Y viceversa: cada hombre tiene una misión de verdad. Donde está mí pupila no está otra: lo que de la realidad ve mi pupila no lo ve otra. Somos insustituíbles, somos necesarios. "Sólo entre todos los hombres llega a ser vivido lo humano" -dice Goethe-. Dentro de la humanidad cada raza, dentro de cada raza cada individuo es un órgano de percepción distinto de todos los demás y como un tentáculo que llega a trozos de universo para los otros inasequibles.

La realidad, pues, se ofrece en perspectivas individuales. Lo que para uno está en último plano, se halla para otro en primer término. El paisaje ordena sus tamaños y sus distancias de acuerdo con nuestra retina, y nuestro corazón reparte los acentos. La perspectiva visual y la intelectual se complican con la perspectiva de la valoración. En vez de disputar, integremos nuestras visiones en generosa colaboración espiritual, y como las riberas independientes se aúnan en la gruesa vena del río, compongamos el torrente de lo real.

El chorro luminoso de la existencia pasa raudo: interceptemos su marcha con el prisma sensitivo de nuestra personalidad, y del otro lado, sobre el papel, sobre el libro, se proyectará un arco iris. Sólo de esta suerte se liberta la teoría de su tono en gris menor.

El Espectador mirará el panorama de la vida desde su corazón, como desde un promontorio. Quisiera hacer el ensayo de reproducir sin deformaciones su perspectiva particular. Lo que haya de noción clara irá como tal; pero irá también como ensueño lo que haya de ensueño. Porque una parte, una forma de lo real es lo imaginario, y en toda perspectiva completa hay un plano donde hacen su vida las cosas deseadas.

Voy, pues, a describir la vertiente que hacia mí envía la realidad. Si no es la más pintoresca, ¿tengo yo la culpa? Situado en El Escorial, claro es que toma para mí el mundo un semblante carpetovetónico.

Tal es la intención que me mueve. Como se advierte, excluye de una manera formal el deseo de imponer a nadie mis opiniones. Todo lo contrario: aspiro a contagiar a los demás para que sean fíeles cada cual a su perspectiva.

¿Servirá de algo a alguien El Espectador?

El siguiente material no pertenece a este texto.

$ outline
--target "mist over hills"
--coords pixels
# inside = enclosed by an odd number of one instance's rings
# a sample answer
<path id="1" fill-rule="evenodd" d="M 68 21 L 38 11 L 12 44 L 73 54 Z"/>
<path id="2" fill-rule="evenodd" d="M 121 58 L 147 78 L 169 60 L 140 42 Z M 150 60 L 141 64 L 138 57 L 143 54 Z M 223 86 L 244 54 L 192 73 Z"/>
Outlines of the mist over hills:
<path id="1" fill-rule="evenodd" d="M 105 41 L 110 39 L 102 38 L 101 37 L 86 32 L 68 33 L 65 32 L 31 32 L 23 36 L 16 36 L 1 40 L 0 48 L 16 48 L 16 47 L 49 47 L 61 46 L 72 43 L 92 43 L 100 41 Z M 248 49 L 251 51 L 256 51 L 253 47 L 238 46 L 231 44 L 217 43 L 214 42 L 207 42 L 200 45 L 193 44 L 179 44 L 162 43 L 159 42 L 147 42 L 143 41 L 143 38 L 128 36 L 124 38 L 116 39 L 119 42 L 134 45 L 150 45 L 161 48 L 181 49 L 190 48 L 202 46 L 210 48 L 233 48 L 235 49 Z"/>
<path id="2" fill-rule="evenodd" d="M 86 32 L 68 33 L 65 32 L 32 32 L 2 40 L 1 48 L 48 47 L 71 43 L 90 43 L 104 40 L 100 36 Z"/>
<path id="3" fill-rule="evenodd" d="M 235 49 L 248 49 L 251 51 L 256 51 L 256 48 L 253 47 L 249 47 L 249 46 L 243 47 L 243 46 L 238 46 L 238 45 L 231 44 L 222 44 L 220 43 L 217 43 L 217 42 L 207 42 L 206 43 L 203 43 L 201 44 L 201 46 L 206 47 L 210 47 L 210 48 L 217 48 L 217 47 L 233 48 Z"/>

No lo puedo asegurar; pero interpreto como buen augurio que su proyecto nació en una explosión de alegría impersonal, de confianza en el porvenir de los hombres. Antes y más allá del clarín que hacen resonar las batallas transitorias, los que hemos llegado al medio del camino de la vida habíamos percibido el tema de alborada que en su cuerno de caza modula el Destino. Pasaremos por horas de amargura individual y colectiva, pero en el fondo de nuestra conciencia hallamos como la seguridad de que, en suma, damos vista a una época mejor.

Entrevemos una edad más rica, más compleja, más sana, más noble, más quieta, con más ciencia y más religión y más placer -donde puedan desenvolverse mejor las diferencias personales e infinitas posibilidades de emoción se abran como alamedas donde circular.

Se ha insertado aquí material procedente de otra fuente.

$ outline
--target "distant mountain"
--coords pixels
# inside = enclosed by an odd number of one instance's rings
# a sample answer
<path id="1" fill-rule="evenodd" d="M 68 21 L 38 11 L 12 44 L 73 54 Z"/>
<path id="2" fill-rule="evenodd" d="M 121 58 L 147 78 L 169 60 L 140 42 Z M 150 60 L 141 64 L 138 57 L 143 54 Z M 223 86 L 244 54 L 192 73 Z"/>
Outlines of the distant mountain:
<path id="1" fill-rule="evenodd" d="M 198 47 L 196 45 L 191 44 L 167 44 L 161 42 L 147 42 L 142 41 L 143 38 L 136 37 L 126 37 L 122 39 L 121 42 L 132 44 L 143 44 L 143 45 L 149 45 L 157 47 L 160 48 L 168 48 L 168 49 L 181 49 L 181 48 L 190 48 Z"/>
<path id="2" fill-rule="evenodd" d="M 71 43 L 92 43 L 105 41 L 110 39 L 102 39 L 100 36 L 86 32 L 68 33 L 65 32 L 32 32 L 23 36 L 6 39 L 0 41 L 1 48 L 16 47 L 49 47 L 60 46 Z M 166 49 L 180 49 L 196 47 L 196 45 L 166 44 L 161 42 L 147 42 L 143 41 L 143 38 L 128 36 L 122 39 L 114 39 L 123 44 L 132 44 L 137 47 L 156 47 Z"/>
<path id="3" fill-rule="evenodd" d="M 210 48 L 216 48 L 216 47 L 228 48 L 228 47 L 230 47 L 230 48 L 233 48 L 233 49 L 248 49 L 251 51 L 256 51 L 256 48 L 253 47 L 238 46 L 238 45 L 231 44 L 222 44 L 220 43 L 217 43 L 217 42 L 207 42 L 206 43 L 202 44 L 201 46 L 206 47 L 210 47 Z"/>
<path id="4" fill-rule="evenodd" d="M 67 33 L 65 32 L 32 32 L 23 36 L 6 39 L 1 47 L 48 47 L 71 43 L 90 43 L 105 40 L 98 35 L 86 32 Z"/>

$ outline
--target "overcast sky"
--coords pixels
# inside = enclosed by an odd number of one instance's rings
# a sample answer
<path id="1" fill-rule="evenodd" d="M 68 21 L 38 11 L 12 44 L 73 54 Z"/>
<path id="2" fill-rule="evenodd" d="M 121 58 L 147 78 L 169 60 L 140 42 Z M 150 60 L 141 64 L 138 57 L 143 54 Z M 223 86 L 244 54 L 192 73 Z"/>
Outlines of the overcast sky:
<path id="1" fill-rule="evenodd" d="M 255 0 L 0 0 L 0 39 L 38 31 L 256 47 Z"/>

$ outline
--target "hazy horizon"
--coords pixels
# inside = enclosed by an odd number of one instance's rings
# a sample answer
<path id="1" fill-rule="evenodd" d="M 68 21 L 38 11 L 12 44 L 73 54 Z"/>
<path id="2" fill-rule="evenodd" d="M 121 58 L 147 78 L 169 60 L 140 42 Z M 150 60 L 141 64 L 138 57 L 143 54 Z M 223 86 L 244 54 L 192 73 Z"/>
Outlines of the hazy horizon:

Mas la sana esperanza parte de la voluntad como la flecha del arco. Esa edad mejor sazonada depende de nosotros, de nuestra generación. Tenemos el deber de presentir lo nuevo; tengamos también el valor de afirmarlo. Nada requiere tanta pureza y energía como esta misión. Porque dentro de nosotros se aferra lo viejo con todos sus privilegios de hábito, autoridad y ser concluso. Nuestras almas, como las vírgenes prudentes, necesitan vigilar con las lámparas encendidas y en actitud de inminencia. Lo viejo podemos encontrarlo dondequiera: en los libros, en las costumbres, en las palabras y los rostros de los demás. Pero lo nuevo, lo nuevo que hacia la vida viene, sólo podemos escrutarlo inclinando el oído pura y fielmente a los rumores de nuestro corazón. Escuchas de avanzada, en nuestro puesto se juntan el peligro y la gloria. Estamos entregados a nosotros mismos; nadie nos protege ni nos dirige. Si no tenemos confianza en nosotros, todo se habrá perdido. Si tenemos demasiada, no encontraremos cosa de provecho. Confiar, pues, sin fiarse. ¿Es esto posible? Yo no sé si es posible, pero veo que es necesario.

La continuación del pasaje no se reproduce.